The second half of the year will test the scale of the shocks that economies, policymakers and markets can absorb. Growth will be uneven and inflation may be volatile. Policy risks loom larger while limited fiscal space and rising spending needs point to greater interest-rate volatility.
Central scenario: Fragile de-escalation amid broadening AI adoption. We expect a fragile de-escalation in the Strait of Hormuz and oil prices of around to $80-90 per barrel by the end of the year. A gradual repricing will help the global economy avoid a recession. As a result, we have trimmed most of our growth forecasts.
Faced with geopolitical risks and above-target inflation, central banks may focus more on anchoring inflation expectations than on supporting the economy. We expect the Federal Reserve and major emerging-market (EM) central banks to remain on hold and the ECB, BoE and BoJ to hike once by the end of the year.
Our downside scenario assumes a macro and financial shock, stemming from either a failure in the Middle East deal or a sharp market correction in the AI sector, with renewed inflation pressure and recession risk. An upside scenario envisages a clearer and more credible reopening of the Strait driving disinflation and rising consumer and investor confidence alongside a virtuous broadening of the AI cycle.
Monica Defend, Head of Amundi Investment Institute said: 'Investors face a world in which the independence of central banks is being tested, inflation is more volatile, and concentration risks are growing. The best portfolios for this new regime can withstand different scenarios: they need to be diversified across currencies, invested in real assets and gold, and explore equity sectors and structural themes with discipline.'
Vincent Mortier, Group CIO of Amundi, added: 'As the AI story shifts from who can build the frontier to who can scale it, investing will be about seeking breadth across the full value chain and diversifying against technological, geopolitical and physical risks.'
Investment implications: selective risk-taking for enduring portfolios
We call for a selective reallocation of risk rather than a defensive retreat. As geopolitics, inflation and concentration risks shape markets and policy decisions, portfolios should be built around carry, resilient earnings, pricing power, liquidity, diversification and exposure to long-term growth stories linked to strategic autonomy, geopolitical realignment, and AI deployment in the physical world.

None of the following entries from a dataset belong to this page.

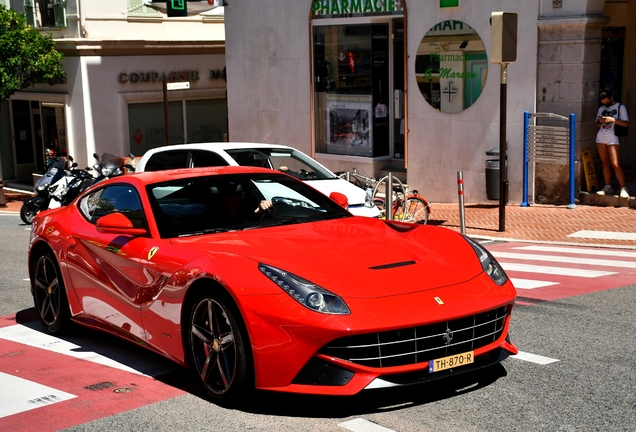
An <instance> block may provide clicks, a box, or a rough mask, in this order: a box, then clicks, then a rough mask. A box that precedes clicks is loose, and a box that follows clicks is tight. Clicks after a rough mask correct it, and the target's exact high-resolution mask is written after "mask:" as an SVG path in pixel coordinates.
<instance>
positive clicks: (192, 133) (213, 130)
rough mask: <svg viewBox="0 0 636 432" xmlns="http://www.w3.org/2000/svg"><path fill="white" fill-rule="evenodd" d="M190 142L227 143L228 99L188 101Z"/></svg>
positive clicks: (206, 99) (187, 101)
mask: <svg viewBox="0 0 636 432" xmlns="http://www.w3.org/2000/svg"><path fill="white" fill-rule="evenodd" d="M185 105H186V123H187V125H188V134H187V136H188V142H190V143H198V142H214V141H225V138H226V137H227V101H226V99H201V100H191V101H186V103H185Z"/></svg>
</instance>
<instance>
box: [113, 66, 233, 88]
mask: <svg viewBox="0 0 636 432" xmlns="http://www.w3.org/2000/svg"><path fill="white" fill-rule="evenodd" d="M209 77H210V79H211V80H213V79H225V68H223V70H210V73H209ZM200 78H201V76H200V74H199V71H171V72H154V71H152V72H122V73H120V74H119V75H117V81H119V82H120V83H121V84H126V83H133V84H138V83H155V82H163V81H167V82H177V81H198V80H199V79H200Z"/></svg>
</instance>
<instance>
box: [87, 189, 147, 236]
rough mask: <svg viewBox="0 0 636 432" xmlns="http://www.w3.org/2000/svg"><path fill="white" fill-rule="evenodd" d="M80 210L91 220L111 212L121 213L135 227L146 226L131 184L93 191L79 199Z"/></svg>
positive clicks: (134, 192) (99, 217)
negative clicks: (84, 196) (129, 221)
mask: <svg viewBox="0 0 636 432" xmlns="http://www.w3.org/2000/svg"><path fill="white" fill-rule="evenodd" d="M80 211H81V212H82V214H83V215H84V216H85V217H86V218H87V219H88V220H89V221H90V222H91V223H96V222H97V220H98V219H99V218H101V217H102V216H106V215H108V214H111V213H117V212H119V213H122V214H124V215H125V216H126V217H127V218H128V219H130V221H131V222H132V224H133V226H134V227H135V228H146V219H145V217H144V212H143V208H142V206H141V200H140V199H139V194H138V193H137V191H136V190H135V188H133V187H132V186H128V185H113V186H110V187H106V188H103V189H100V190H98V191H95V192H94V193H92V194H90V195H87V196H86V197H84V198H82V200H81V201H80Z"/></svg>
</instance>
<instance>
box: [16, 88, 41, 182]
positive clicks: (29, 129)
mask: <svg viewBox="0 0 636 432" xmlns="http://www.w3.org/2000/svg"><path fill="white" fill-rule="evenodd" d="M31 104H36V105H37V106H38V111H39V103H38V102H32V101H25V100H12V101H11V112H12V116H13V150H14V154H15V174H16V180H17V181H29V180H30V179H31V178H32V174H33V173H34V172H36V170H37V165H36V150H35V149H36V145H35V140H36V133H37V132H36V128H35V124H34V121H35V120H36V119H37V118H36V119H34V118H33V117H34V116H33V115H32V112H31ZM36 115H37V114H36ZM38 127H39V126H38Z"/></svg>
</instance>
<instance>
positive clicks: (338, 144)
mask: <svg viewBox="0 0 636 432" xmlns="http://www.w3.org/2000/svg"><path fill="white" fill-rule="evenodd" d="M473 3H474V4H473ZM485 3H486V4H484V2H479V4H477V2H471V1H468V0H463V1H462V2H461V4H460V2H459V1H455V2H453V1H445V0H428V1H408V0H403V1H401V0H387V1H376V0H359V1H357V0H349V1H348V0H329V1H327V0H324V1H321V0H315V1H311V0H307V1H305V0H303V1H288V0H278V1H275V2H273V3H272V4H270V5H269V7H268V11H269V12H268V13H266V14H263V13H260V12H259V11H260V8H259V7H257V6H255V5H253V4H251V3H250V2H248V1H245V0H235V1H234V2H233V3H232V5H231V6H232V7H228V8H227V10H226V12H225V19H226V53H227V55H228V57H227V58H228V61H227V67H228V73H229V75H230V76H232V77H233V76H234V75H235V74H236V76H239V77H241V79H243V80H245V81H246V82H258V83H263V84H264V83H267V85H263V86H259V87H258V88H256V87H251V88H250V89H249V92H247V91H245V90H244V89H243V88H241V87H240V86H239V85H235V83H234V82H233V81H231V80H230V81H229V82H228V123H229V132H230V135H231V136H232V139H233V140H240V141H257V142H280V143H282V144H286V145H291V146H294V147H297V148H299V149H301V150H303V151H305V152H307V153H310V154H311V155H312V156H313V157H315V158H316V159H317V160H319V161H320V162H322V163H324V164H325V165H326V166H328V167H329V168H330V169H332V170H333V171H351V170H352V169H353V168H354V167H355V168H356V170H357V171H358V172H361V173H363V174H366V175H367V176H374V177H376V178H377V177H379V176H380V175H382V174H384V173H386V172H387V171H391V172H393V173H394V174H397V175H399V176H402V177H405V178H406V180H407V181H408V184H409V187H410V188H411V189H418V190H420V192H422V193H424V194H425V196H427V198H430V199H432V200H433V201H451V200H454V199H456V195H457V190H456V187H457V186H456V182H457V180H456V177H457V171H460V170H461V171H463V172H464V178H465V179H466V180H465V181H466V182H467V183H470V184H473V185H474V187H473V188H472V189H471V190H470V192H467V193H468V194H470V195H471V196H473V197H474V199H475V201H486V190H485V189H486V188H485V159H486V155H485V153H486V151H488V150H490V149H492V148H493V147H497V146H498V143H499V136H498V132H499V126H498V124H499V111H498V108H499V72H500V70H499V69H500V67H499V65H493V64H491V63H490V62H489V58H488V51H489V49H490V37H491V27H490V15H491V10H492V11H494V10H497V9H498V8H500V7H501V5H500V4H499V3H498V2H495V1H486V2H485ZM536 6H537V4H536V2H533V7H534V9H533V7H527V8H526V7H522V8H521V10H518V11H515V12H518V13H519V14H520V17H519V22H522V20H523V19H524V18H525V19H528V18H529V17H531V16H532V19H534V20H535V21H536ZM281 15H282V16H284V17H285V19H277V18H275V17H278V16H281ZM307 26H308V28H307ZM236 28H240V29H241V34H240V36H239V34H238V32H236V34H235V33H234V32H235V30H234V29H236ZM520 31H521V36H520V39H522V38H525V40H526V41H528V44H527V45H526V46H525V47H523V48H522V47H520V49H519V57H520V60H519V62H518V63H517V64H519V63H520V62H523V64H522V66H520V67H518V68H516V65H515V66H511V67H510V68H509V69H510V78H509V84H511V85H510V87H511V88H514V91H511V92H510V94H509V104H510V105H511V106H513V107H514V108H509V110H508V111H509V119H510V121H509V123H508V131H509V135H508V141H509V143H511V145H510V147H511V148H512V149H514V150H513V151H512V152H511V154H509V166H511V167H514V169H518V170H519V172H521V169H522V168H521V163H522V159H523V158H522V153H521V152H522V145H523V143H522V115H523V111H524V110H529V111H532V110H533V108H534V103H535V94H534V92H535V83H536V67H537V63H536V60H537V57H536V43H537V42H536V27H533V28H523V29H520ZM303 35H307V37H306V38H303ZM237 39H238V41H237ZM250 40H259V41H260V42H259V49H260V54H256V53H255V52H254V51H250V50H249V49H246V48H247V45H246V41H250ZM244 52H245V53H244ZM294 67H295V71H296V74H295V75H292V74H291V72H290V71H291V69H292V68H294ZM255 71H258V74H255ZM307 76H309V77H310V80H307V79H306V78H304V77H307ZM510 100H514V103H512V102H511V101H510ZM517 141H518V142H517ZM513 144H514V145H513ZM513 152H514V153H513ZM440 185H443V186H442V187H440ZM520 189H521V177H519V182H518V183H516V180H515V181H513V182H511V190H512V193H517V192H518V193H520V192H521V190H520Z"/></svg>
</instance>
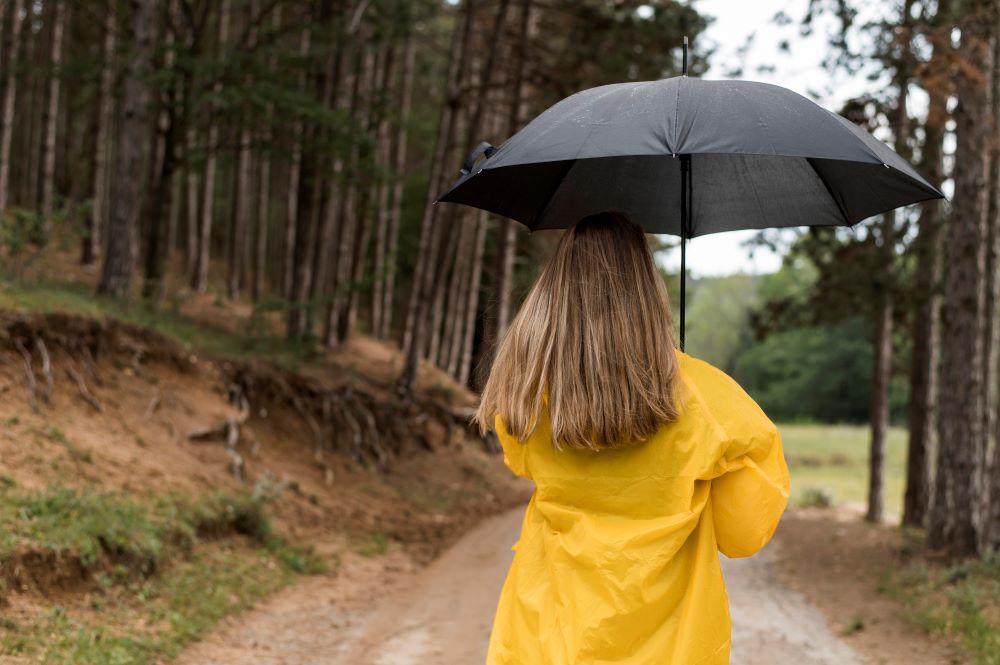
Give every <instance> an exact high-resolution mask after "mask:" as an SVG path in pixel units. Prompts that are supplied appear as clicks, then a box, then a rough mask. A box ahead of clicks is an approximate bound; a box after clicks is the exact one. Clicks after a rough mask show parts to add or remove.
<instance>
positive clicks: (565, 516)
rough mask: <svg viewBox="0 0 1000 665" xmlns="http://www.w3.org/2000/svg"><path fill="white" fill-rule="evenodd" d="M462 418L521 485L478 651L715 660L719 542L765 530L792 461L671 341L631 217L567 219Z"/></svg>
mask: <svg viewBox="0 0 1000 665" xmlns="http://www.w3.org/2000/svg"><path fill="white" fill-rule="evenodd" d="M476 419H477V421H478V423H479V425H480V427H482V428H483V429H484V430H485V429H487V428H488V427H495V429H496V432H497V434H498V435H499V438H500V442H501V444H502V446H503V450H504V461H505V462H506V464H507V466H508V467H510V469H511V470H512V471H513V472H514V473H516V474H518V475H521V476H525V477H528V478H531V479H532V480H534V482H535V493H534V495H533V496H532V499H531V502H530V503H529V505H528V509H527V512H526V514H525V516H524V523H523V525H522V529H521V537H520V540H518V542H517V544H516V545H515V546H514V550H515V552H516V554H515V556H514V562H513V564H512V565H511V568H510V571H509V572H508V575H507V580H506V582H505V584H504V587H503V591H502V592H501V594H500V603H499V606H498V608H497V614H496V619H495V620H494V625H493V633H492V636H491V639H490V647H489V656H488V665H584V664H588V665H589V664H597V663H601V664H608V663H615V664H619V665H671V664H672V665H702V664H716V663H728V662H729V640H730V622H729V607H728V599H727V597H726V590H725V586H724V583H723V579H722V571H721V569H720V566H719V556H718V552H720V551H721V552H722V553H723V554H725V555H727V556H729V557H743V556H750V555H751V554H753V553H754V552H756V551H757V550H759V549H760V548H761V547H763V546H764V545H765V544H766V543H767V542H768V540H769V539H770V538H771V535H772V534H773V533H774V530H775V528H776V527H777V524H778V519H779V517H780V516H781V513H782V511H783V510H784V508H785V504H786V502H787V500H788V468H787V466H786V465H785V460H784V456H783V454H782V450H781V440H780V439H779V437H778V431H777V429H775V427H774V425H773V424H772V423H771V422H770V421H769V420H768V419H767V416H765V415H764V413H763V412H762V411H761V410H760V408H759V407H758V406H757V405H756V404H755V403H754V401H753V400H752V399H750V397H749V396H748V395H747V394H746V393H745V392H743V390H742V389H741V388H740V387H739V386H738V385H737V384H736V383H735V382H734V381H733V380H732V379H730V378H729V377H728V376H726V375H725V374H723V373H722V372H721V371H719V370H717V369H715V368H714V367H712V366H710V365H708V364H707V363H704V362H701V361H699V360H696V359H694V358H692V357H691V356H688V355H685V354H684V353H681V352H680V351H678V350H677V349H676V346H675V343H674V337H673V321H672V318H671V314H670V306H669V303H668V300H667V293H666V288H665V287H664V284H663V280H662V279H661V277H660V275H659V273H658V272H657V270H656V267H655V265H654V263H653V257H652V254H651V253H650V251H649V248H648V246H647V244H646V239H645V236H644V234H643V231H642V229H641V228H639V227H638V226H636V225H634V224H632V223H631V222H630V221H629V220H628V219H627V218H626V217H625V216H624V215H621V214H618V213H602V214H598V215H593V216H591V217H587V218H585V219H583V220H581V221H579V222H578V223H577V224H576V225H575V226H573V227H572V228H570V229H569V230H568V231H567V232H566V233H565V235H564V236H563V238H562V239H561V241H560V242H559V245H558V247H557V249H556V251H555V254H554V255H553V257H552V259H551V260H550V261H549V263H548V265H546V267H545V269H544V270H543V271H542V274H541V276H540V277H539V278H538V281H537V282H536V283H535V285H534V287H533V288H532V289H531V292H530V293H529V294H528V297H527V299H526V300H525V302H524V305H522V307H521V311H520V312H519V313H518V315H517V317H516V319H515V320H514V322H513V324H512V325H511V327H510V330H509V331H508V332H507V334H506V336H505V337H504V339H503V342H502V343H501V345H500V348H499V349H498V352H497V355H496V359H495V361H494V364H493V369H492V372H491V374H490V377H489V380H488V381H487V383H486V388H485V390H484V392H483V397H482V402H481V404H480V407H479V411H478V413H477V414H476Z"/></svg>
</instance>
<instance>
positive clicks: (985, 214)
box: [928, 0, 993, 556]
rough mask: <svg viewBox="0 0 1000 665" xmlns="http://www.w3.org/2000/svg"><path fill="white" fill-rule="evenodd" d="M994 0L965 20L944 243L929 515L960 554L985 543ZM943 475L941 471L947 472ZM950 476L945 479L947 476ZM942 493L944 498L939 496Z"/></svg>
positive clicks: (959, 69)
mask: <svg viewBox="0 0 1000 665" xmlns="http://www.w3.org/2000/svg"><path fill="white" fill-rule="evenodd" d="M992 8H993V3H992V2H990V1H989V0H981V1H978V2H975V3H974V4H973V5H972V8H971V12H970V14H969V15H967V17H966V18H967V20H966V21H964V22H963V25H962V41H961V45H960V46H959V53H958V56H959V57H960V58H961V59H962V60H963V61H964V66H963V67H960V68H958V70H957V71H956V73H955V76H954V78H955V88H956V92H957V96H958V100H959V101H958V105H957V107H956V108H955V114H954V117H955V135H956V152H955V163H956V164H958V165H959V168H957V169H956V171H955V195H954V201H953V205H952V216H951V223H950V224H949V234H948V238H947V245H946V254H945V256H946V265H947V275H946V278H945V289H946V293H947V295H948V297H947V298H946V299H945V302H944V308H943V312H942V320H943V324H944V326H943V338H944V340H945V344H944V346H943V349H942V358H941V360H942V362H941V386H940V387H941V391H940V416H939V420H938V441H939V442H940V443H939V446H938V464H937V468H938V474H939V475H938V478H937V483H938V485H939V489H938V491H937V492H936V494H935V497H936V500H935V504H934V507H933V510H932V512H931V516H930V531H929V534H928V543H929V544H930V545H931V547H935V548H947V549H948V550H949V551H950V552H951V554H953V555H955V556H966V555H971V554H975V553H976V552H977V551H978V548H979V531H980V524H981V520H980V514H981V512H982V511H981V505H980V501H981V473H980V469H979V463H980V460H981V459H982V451H981V446H982V445H983V439H984V433H983V431H982V428H983V408H984V404H983V400H984V394H983V393H984V386H983V381H982V378H983V374H982V365H981V364H982V362H983V360H984V348H983V336H984V316H983V313H984V305H985V292H984V288H985V278H984V272H985V261H986V257H985V244H986V208H987V201H986V196H985V194H986V178H987V173H988V170H989V169H988V164H987V161H988V144H989V129H988V128H989V119H988V115H989V107H990V104H989V94H988V89H987V88H988V86H986V85H983V83H982V80H983V78H982V77H983V76H988V72H989V67H990V48H989V46H990V39H991V33H992V32H993V25H992V21H990V22H983V21H982V16H983V15H989V16H992ZM942 474H943V477H942ZM943 481H944V482H943ZM938 498H940V499H942V500H937V499H938Z"/></svg>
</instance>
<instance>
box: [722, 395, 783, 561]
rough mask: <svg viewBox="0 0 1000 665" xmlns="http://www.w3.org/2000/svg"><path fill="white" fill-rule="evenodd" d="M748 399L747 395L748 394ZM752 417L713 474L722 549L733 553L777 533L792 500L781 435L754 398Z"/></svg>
mask: <svg viewBox="0 0 1000 665" xmlns="http://www.w3.org/2000/svg"><path fill="white" fill-rule="evenodd" d="M747 399H748V400H749V398H747ZM750 403H751V404H752V407H751V408H750V409H749V410H750V411H751V412H754V411H755V412H756V413H752V416H753V417H751V418H748V419H746V420H743V419H741V420H743V422H741V423H740V425H741V428H740V429H741V431H740V432H738V433H737V432H730V435H733V434H736V435H737V436H736V437H734V438H730V441H729V445H728V446H727V449H726V453H725V454H724V455H723V457H722V458H721V459H720V460H719V463H718V465H717V472H718V473H719V475H718V476H717V477H715V478H714V479H713V480H712V491H711V496H712V512H713V518H714V522H715V537H716V541H717V542H718V545H719V551H720V552H722V553H723V554H725V555H726V556H727V557H729V558H737V557H746V556H750V555H752V554H754V553H755V552H757V551H758V550H760V549H761V548H762V547H764V545H766V544H767V542H768V541H769V540H770V539H771V536H772V535H774V531H775V529H776V528H777V527H778V520H779V519H780V518H781V514H782V513H783V512H784V510H785V506H786V504H787V503H788V488H789V479H788V466H787V464H786V463H785V456H784V452H783V451H782V447H781V436H780V435H779V434H778V429H777V427H775V426H774V424H773V423H771V421H770V420H768V419H767V417H766V416H765V415H764V413H763V412H762V411H760V408H759V407H758V406H757V405H756V404H753V402H752V401H750Z"/></svg>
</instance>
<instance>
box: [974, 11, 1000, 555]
mask: <svg viewBox="0 0 1000 665" xmlns="http://www.w3.org/2000/svg"><path fill="white" fill-rule="evenodd" d="M998 11H1000V10H998V7H997V6H994V13H995V14H996V13H998ZM993 26H994V29H993V52H992V63H993V66H992V68H991V69H990V78H989V86H990V114H989V121H990V124H989V127H988V130H989V132H990V141H989V171H988V174H987V181H986V182H987V188H988V192H987V206H986V211H987V212H986V274H985V280H984V281H985V286H984V290H985V293H986V302H985V306H984V309H983V316H984V322H983V325H984V331H983V365H982V372H983V391H984V400H985V403H984V405H983V443H982V445H981V446H980V453H981V454H982V458H981V459H980V460H979V470H980V473H981V474H982V478H981V479H980V483H981V485H980V487H981V488H982V495H981V499H982V504H983V505H982V515H983V524H982V530H981V534H980V535H981V537H982V538H983V540H982V542H981V547H983V548H985V547H987V546H989V545H990V544H992V543H991V540H992V533H991V531H992V527H991V519H990V494H991V491H990V490H991V484H992V483H991V482H990V475H989V471H990V469H991V463H990V462H991V459H990V454H991V453H990V451H991V450H993V445H994V444H995V441H996V440H997V437H996V436H995V434H996V431H995V428H996V426H997V406H998V405H997V384H996V380H997V357H998V356H997V343H998V342H1000V322H998V321H997V316H998V315H1000V278H998V275H997V270H998V268H1000V190H998V184H1000V30H998V26H997V16H996V15H994V17H993Z"/></svg>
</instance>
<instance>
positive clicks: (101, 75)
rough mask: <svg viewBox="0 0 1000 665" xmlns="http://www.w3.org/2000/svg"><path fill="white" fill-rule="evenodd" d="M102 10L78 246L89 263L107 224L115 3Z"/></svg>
mask: <svg viewBox="0 0 1000 665" xmlns="http://www.w3.org/2000/svg"><path fill="white" fill-rule="evenodd" d="M104 11H105V14H104V41H103V43H102V46H101V78H100V82H99V83H98V87H97V105H96V116H97V118H96V120H97V122H96V123H95V124H96V130H95V132H94V154H93V166H92V170H91V173H92V180H91V197H92V199H93V205H92V206H91V210H90V214H89V215H87V220H86V233H85V235H84V237H83V243H82V248H81V256H80V259H81V262H82V263H84V264H86V265H90V264H92V263H94V262H95V261H96V260H97V259H98V257H99V256H100V254H101V250H100V248H101V244H102V235H101V231H102V230H103V229H104V226H105V224H107V209H108V156H109V153H110V150H109V145H108V144H109V142H110V141H109V138H110V136H111V123H112V120H113V117H112V112H113V109H114V106H113V104H114V96H113V94H112V93H113V91H112V90H111V86H112V85H113V84H114V77H115V66H114V54H115V38H116V35H117V32H118V27H117V25H116V21H115V19H116V16H117V13H116V12H115V8H114V5H113V4H112V3H110V2H109V3H108V6H107V7H105V10H104Z"/></svg>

- Adjust to the ‘yield reset’ in Fixed Income - Bonds offer attractive income, but inflation and fiscal risks challenge their role as a hedge. We favour flexibility across regions with a tilt towards Europe, inflation-linked bonds, and companies with solid balance sheets and quality carry in investment-grade credit.
- Seek breadth and avoid concentration in Equities - Equity markets require greater selectivity across sectors and countries. AI is no longer just a tech story and opportunities are moving along the value chain into the physical world (energy, infrastructure, equipment, software, robotics and adopters). Longer-term, we anticipate a capex revival story in Europe driven by a focus on strategic autonomy in defence, energy, infrastructure and AI. The region will benefit as investors look for opportunities beyond dollar-denominated assets. Japanese equities are also supported by long-term factors.
- Emerging Markets offer selective opportunities and should also benefit from capital rotation. Broadly, we like EM debt, favour commodity exporters, and look for tech-driven opportunities in Asia. We are neutral on China and positive on India as the country’s structural growth story is intact despite its vulnerability to the oil shock.
- Hedging should also adapt, as traditional correlations may not hold. This calls for a greater role for real assets (infrastructure and private debt), gold, commodities, and selected currencies. The dollar should underperform most currencies, particularly commodity-linked ones and extend its weakening trend over the longer term.